The precedent offers a measured case for optimism. GoodRelations published openly in 2008 with no mandate. Schema.org absorbed its core concepts by 2012. Open vocabularies can spread through demonstrated value. Whether EntityMap follows that path depends on adoption.

The defensible position is to implement early, treat it as research, and avoid committing to a maintenance burden that depends on consumers who do not yet exist. The marginal cost is low for a brand that already maintains structured data and entity infrastructure.

Entity maps extend the same entity-first logic behind durable AI search visibility. To build the entity and schema infrastructure that makes a SaaS brand the default answer across AI platforms, book a strategy call.

Entity Map FAQs

What is an entity map in SEO?

An entity map is a structured file that declares a site's entities, their relationships, and source-attributed evidence for AI systems. It complements sitemap.xml and schema.org rather than replacing them.
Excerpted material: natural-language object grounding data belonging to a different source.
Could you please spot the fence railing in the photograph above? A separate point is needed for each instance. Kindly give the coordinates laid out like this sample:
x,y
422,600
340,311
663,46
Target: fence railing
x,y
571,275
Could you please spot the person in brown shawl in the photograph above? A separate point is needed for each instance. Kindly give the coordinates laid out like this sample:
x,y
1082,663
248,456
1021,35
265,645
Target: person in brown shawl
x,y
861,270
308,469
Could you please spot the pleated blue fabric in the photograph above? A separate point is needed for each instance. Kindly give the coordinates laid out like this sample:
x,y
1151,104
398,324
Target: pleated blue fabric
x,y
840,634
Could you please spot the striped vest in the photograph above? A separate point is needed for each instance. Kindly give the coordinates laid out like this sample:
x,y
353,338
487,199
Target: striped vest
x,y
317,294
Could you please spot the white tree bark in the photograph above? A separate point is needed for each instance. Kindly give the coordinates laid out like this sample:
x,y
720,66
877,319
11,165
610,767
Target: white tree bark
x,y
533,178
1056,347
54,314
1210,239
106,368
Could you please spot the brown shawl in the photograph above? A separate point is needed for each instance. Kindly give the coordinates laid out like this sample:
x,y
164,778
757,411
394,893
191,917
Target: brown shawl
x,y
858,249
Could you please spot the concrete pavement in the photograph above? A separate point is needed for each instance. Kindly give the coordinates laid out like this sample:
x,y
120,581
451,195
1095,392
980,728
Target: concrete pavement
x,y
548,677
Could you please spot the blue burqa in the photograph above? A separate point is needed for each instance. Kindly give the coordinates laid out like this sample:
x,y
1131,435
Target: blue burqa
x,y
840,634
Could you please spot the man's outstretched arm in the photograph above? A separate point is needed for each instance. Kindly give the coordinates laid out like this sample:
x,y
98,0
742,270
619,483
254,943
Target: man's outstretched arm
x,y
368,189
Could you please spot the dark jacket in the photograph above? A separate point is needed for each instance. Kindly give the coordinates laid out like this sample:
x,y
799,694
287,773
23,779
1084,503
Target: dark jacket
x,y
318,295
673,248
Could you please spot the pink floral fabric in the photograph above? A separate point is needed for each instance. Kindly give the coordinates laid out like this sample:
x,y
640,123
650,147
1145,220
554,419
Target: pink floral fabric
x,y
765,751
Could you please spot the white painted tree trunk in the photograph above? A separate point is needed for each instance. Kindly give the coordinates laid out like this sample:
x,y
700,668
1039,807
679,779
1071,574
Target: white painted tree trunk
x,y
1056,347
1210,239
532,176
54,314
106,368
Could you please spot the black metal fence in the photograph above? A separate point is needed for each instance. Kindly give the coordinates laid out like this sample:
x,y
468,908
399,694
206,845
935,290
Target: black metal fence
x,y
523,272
How is an entity map different from schema.org?

Schema.org annotates individual pages. An entity map operates at the site level. It declares the full set of concepts a site covers and how they connect across the whole domain.

Does an entity map fix ghost citations?

It fixes the retrieval half. Chunk-level attribution carries the publisher name through extraction into vector databases. It cannot fix associations already baked into a model's training weights.

Do AI engines read entity maps today?

No major AI lab has formally committed to consuming entity maps. Live retrieval systems that fetch HTML will read the crawlable companion file through a footer link.

How many entities should a SaaS entity map include?

Begin with 10 to 50 entities. Prioritize depth over breadth. Fifteen well-evidenced entities outperform eighty entities with one weak chunk each.

What should a SaaS company declare first?

Declare proprietary frameworks as ProprietaryTerm and the product as SoftwareProduct. These are the entities AI systems most often blend with generic equivalents.